Tony Lukas covered the Chicago trial for five months for the New York Times and has now turned out what he calls "A short little book" (107 pages), The Barnyard Epithet and Other Obscenities: Notes on the Chicago Conspiracy Trial. It's a book of anecdotes, incidents, and bits and pieces from the unofficial trial transcript and purports to be nothing more than "a modest contribution to the growing lore on this extraordinary event."
In contrast to the Jason Epstein book or Tom Hayden's account, Lukas shows that this spectacular extravaganza need not in any sense be construed as a trial. It was a complex network of conflicts, dominated by personalities and fed by all of those issues which have been rightly injected into trial commentary. But certainly there were no winners and the trial has come to no particular end.
There were the obvious conflicts between Judge Hoffman and Bobby Seale (racism), Hoffman and the other seven defendants (radicalism), Hoffman and the defense attorneys (provincialism), the legalists and the symbolists, the Yippie wing of the defendants and the Tom Hayden revolutionary wing, and of course the prosecution and the defense. And there were the nuances of those conflicts, which occupy the major portions of the Lukas' book: for example, Judge Hoffman's fear of his own Jewishness and prosecutor Foran's curious pronouncement that, with the exception of Bobby Seale, the defendants were all "damn fags."

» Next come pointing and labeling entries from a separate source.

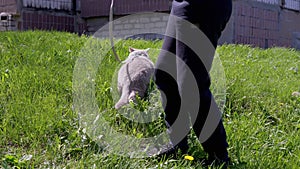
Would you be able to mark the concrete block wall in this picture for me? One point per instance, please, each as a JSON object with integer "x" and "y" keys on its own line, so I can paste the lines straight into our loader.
{"x": 148, "y": 26}
{"x": 47, "y": 21}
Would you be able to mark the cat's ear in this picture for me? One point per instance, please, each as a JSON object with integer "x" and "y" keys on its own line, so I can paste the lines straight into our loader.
{"x": 131, "y": 49}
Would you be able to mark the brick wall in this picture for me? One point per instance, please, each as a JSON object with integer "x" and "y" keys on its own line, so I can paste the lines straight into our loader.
{"x": 148, "y": 26}
{"x": 265, "y": 23}
{"x": 47, "y": 21}
{"x": 256, "y": 23}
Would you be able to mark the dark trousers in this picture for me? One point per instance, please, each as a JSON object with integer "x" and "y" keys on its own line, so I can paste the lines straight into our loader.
{"x": 179, "y": 69}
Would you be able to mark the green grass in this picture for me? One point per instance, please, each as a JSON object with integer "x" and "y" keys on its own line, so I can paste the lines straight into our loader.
{"x": 39, "y": 129}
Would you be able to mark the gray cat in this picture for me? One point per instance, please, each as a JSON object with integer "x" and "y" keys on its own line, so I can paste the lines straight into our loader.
{"x": 134, "y": 76}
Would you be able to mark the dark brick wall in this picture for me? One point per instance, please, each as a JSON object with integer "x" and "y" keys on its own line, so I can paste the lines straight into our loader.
{"x": 47, "y": 21}
{"x": 255, "y": 24}
{"x": 8, "y": 6}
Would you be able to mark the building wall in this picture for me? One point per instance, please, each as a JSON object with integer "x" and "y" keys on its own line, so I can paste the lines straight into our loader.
{"x": 267, "y": 24}
{"x": 8, "y": 6}
{"x": 261, "y": 23}
{"x": 100, "y": 8}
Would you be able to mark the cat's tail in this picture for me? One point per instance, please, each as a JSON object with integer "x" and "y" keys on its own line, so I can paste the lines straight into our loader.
{"x": 124, "y": 98}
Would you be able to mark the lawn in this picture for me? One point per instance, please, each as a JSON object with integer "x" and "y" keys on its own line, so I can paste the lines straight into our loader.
{"x": 40, "y": 127}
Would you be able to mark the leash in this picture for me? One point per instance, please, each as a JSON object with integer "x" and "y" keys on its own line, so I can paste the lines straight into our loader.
{"x": 111, "y": 36}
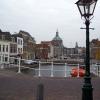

And Chicago-a brutally normal city that drew Rennie Davis to a 4-H convention long ago and produced the eight-ball headed judge and a jury venire "so white, so middle-class and middle-aged they looked like the Rolling Meadows Bowling League lost on their way to the lanes."
It does not take a great deal of imagination to capture the enigmatic social and political conflicts that the city has come to epitomize. The citizens-including the judge in this case-wear their prejudices on their sleeve. And the fault of most of the reportage on Middle America is that no one seems to know when to stop boring people with these petty prejudices.
ONE MIGHT take Lukas' disclaimer that this is just a short little book as an excuse for not telling the whole story of the Chicago conspiracy trial. He calls it a contribution, but it is much more substantive. The tales of Hoffman's tenure on the bench, the glimpses of the defendants, captured in short personal sketches, and the visions of the city and the people are not peripheral, they are the essence, carefully edited and arranged to elucidate the conflicts.
New York Times reporters are the closest thing America has to professional spectators, and one suspects sometimes that the paper's guidelines for news dictates that the more controversial the subject, the more dispassionate, detached, and altogether impeccably facile the coverage must be. The Barnyard Epithet displays traces of this invisible guideline when, for instance, Lukas says Rennie Davis "reminded me of a Kansas 4-H leader but who I knew was a shrewd, resourceful radical."
When such phrases creep in, perhaps Lukas is exorcising the demon Times from his soul. Written in the first person, Lukas makes clear the fact that the trial has forced him to reconsider personal prejudices acquired over 15 years as a journalist. Bewildered as I was during those five months, and even now when the protest marches through the streets have subsided and friends who called this the last indignity they would tolerate in America are making plans for Law School, I can't fault the book's failure to choose sides. The circles of his light narrative explain that courtroom and America much better than a defense of the defense could.
The circus-goer always likes the opening parade more than the grand finale. The man comes out of the cannon and lands in the net before you even see him in the air, and more often than not the whole thing strikes you as a hooked-up way of closing up shop. In a trial so charged with incidental forces and pressures, the isolation of a single major issue or a simple choosing of sides just wouldn't do at all. I've been to the circus and I know.